Nurse Practitioners (NPs), or Advanced Practice Nurses (APNs), have more professional autonomy than their Registered Nurse (RN) counterparts. In fact, they are RNs who have more education and clinical privileges. A graduate degree is the base requirement for most NP jobs.
How long does it take to become a Nurse Practitioner? Aspiring NPs will first need a 4-year baccalaureate nursing degree, typically the Bachelor of Science in Nursing (BSN). Afterwards, the Master of Science in Nursing (MSN) will take 2 to 3 years of full-time study to complete. In all, it takes at least 6 years of postsecondary schooling to enter the profession.
Becoming a Nurse Practitioner
Bachelor’s Degree in Nursing
A baccalaureate degree in nursing is needed to ultimately become a Nurse Practitioner. It normally takes 4 years to complete a BSN, though accelerated options are also available. After college, some students undertake a year-long residency to be more competitive in graduate school admissions. Most go ahead and apply for RN licensure.
Professional Entry Degree: MSN
The most common professional entry degree for a Nurse Practitioner is the MSN. What are the prerequisites for getting into an MSN program? The benchmarks vary by school, but most require a BSN, current RN licensure, and at least a 3.0 GPA. Programs in advanced practice nursing also typically want each applicant’s Graduate Record Exam (GRE) scores. Some MSN programs have made RN work experience a core admission requirement, too.
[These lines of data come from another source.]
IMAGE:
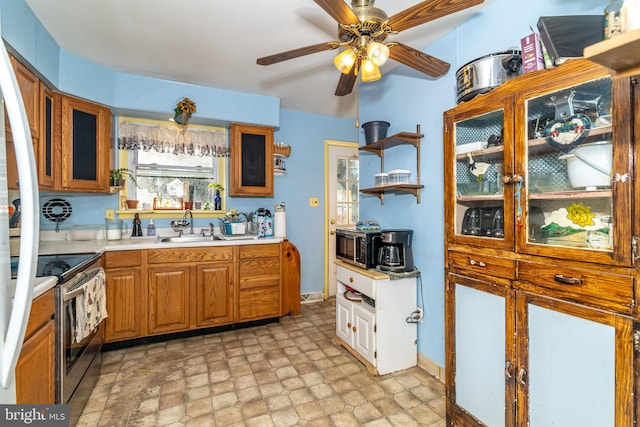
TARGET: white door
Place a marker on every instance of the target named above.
(342, 194)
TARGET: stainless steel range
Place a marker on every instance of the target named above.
(77, 363)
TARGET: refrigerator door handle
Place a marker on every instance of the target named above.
(13, 325)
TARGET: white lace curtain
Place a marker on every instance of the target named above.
(168, 138)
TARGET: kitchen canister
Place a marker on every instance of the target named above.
(113, 229)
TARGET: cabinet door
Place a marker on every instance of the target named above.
(86, 130)
(28, 84)
(479, 351)
(574, 144)
(251, 167)
(124, 304)
(35, 371)
(575, 365)
(214, 294)
(364, 339)
(168, 299)
(479, 151)
(48, 154)
(344, 319)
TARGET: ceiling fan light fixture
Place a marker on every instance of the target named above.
(345, 60)
(370, 71)
(378, 53)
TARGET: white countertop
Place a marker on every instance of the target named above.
(54, 247)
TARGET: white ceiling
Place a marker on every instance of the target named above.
(216, 43)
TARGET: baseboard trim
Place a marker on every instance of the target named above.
(311, 297)
(431, 367)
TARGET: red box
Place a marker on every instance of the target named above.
(532, 59)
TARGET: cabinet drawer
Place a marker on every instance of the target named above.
(357, 281)
(259, 303)
(596, 288)
(42, 310)
(123, 259)
(259, 251)
(184, 255)
(485, 264)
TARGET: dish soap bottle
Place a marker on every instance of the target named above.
(612, 21)
(151, 228)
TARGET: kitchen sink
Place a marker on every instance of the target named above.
(185, 239)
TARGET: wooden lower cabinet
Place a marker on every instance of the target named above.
(259, 292)
(214, 294)
(517, 358)
(35, 371)
(168, 299)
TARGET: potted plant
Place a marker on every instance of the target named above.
(117, 177)
(217, 200)
(183, 111)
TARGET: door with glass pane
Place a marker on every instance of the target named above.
(575, 155)
(342, 210)
(480, 179)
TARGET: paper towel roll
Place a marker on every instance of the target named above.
(280, 224)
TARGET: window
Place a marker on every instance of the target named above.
(172, 165)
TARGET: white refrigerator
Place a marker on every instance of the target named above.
(15, 296)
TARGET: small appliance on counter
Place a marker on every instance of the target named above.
(395, 253)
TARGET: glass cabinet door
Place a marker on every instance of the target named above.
(570, 170)
(482, 147)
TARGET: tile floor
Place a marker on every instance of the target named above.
(283, 374)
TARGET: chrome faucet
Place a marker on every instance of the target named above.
(184, 219)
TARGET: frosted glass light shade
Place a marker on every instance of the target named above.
(370, 71)
(378, 53)
(345, 60)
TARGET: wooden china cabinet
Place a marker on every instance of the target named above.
(540, 251)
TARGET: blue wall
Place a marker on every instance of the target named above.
(155, 98)
(405, 99)
(401, 97)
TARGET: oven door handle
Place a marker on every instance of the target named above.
(77, 288)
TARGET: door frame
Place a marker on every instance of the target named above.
(328, 143)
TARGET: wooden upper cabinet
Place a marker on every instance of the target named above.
(29, 87)
(251, 161)
(86, 134)
(48, 151)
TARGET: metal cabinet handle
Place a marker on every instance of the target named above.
(522, 377)
(508, 370)
(478, 263)
(567, 280)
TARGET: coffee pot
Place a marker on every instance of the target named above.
(394, 252)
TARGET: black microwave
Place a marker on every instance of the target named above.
(357, 247)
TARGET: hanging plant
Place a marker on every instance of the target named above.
(183, 111)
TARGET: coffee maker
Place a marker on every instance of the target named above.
(394, 252)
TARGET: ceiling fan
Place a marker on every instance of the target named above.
(363, 29)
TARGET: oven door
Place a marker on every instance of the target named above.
(76, 356)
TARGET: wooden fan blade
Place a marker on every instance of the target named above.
(428, 11)
(418, 60)
(339, 11)
(346, 83)
(295, 53)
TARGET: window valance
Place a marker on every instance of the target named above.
(167, 138)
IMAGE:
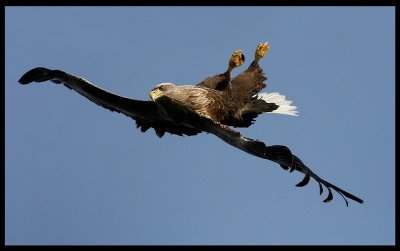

Just as RNs may specialize in a particular medical area or patient population, NPs may choose an advanced practice specialty in, for example, neonatal, acute care or psychiatric nursing. To that end, many Nurse Practitioners often seek post-master’s certificates in their specialty of choice to access higher-paying employment in, for instance, consulting or specialty healthcare. Additionally, some MSN programs offer singular or dual specialization within the basic master’s degree, so students can begin specializing as soon as possible at the graduate level.
Doctorates for APNs
Alternatively, some NPs acquire a doctorate rather than a master’s degree in nursing. Most doctoral students take 4 to 6 years to complete their coursework and dissertation. There are two basic types of doctoral degrees available to advanced practice nurses: research-focused and practice-focused. The most common academic or research-oriented degree is the Ph.D. or, less frequently, the Doctor of Nursing Science (DNS). The primary practice-geared doctorate is the Doctor of Nursing Practice (DNP). For aspiring nursing professors, a Ph.D. in Nursing Science is ideal.
Licensure and Certification
After completing their education, Nurse Practitioners seek licensure with their intended state-of-practice. States look for master degrees from accredited programs and expect success on state qualifying exams. Typically, accreditation should be provided by the National League for Nursing Accrediting Commission or the Commission on Collegiate Nursing Education.
Many also require short-term classroom training in, for example, medication safety. Some states require national board certification of NP candidates with, for instance, the American Academy of Nurse Practitioners. For specialized Nurse Practitioners, specialty certification is available through the American Nurses Credentialing Center (ANCC).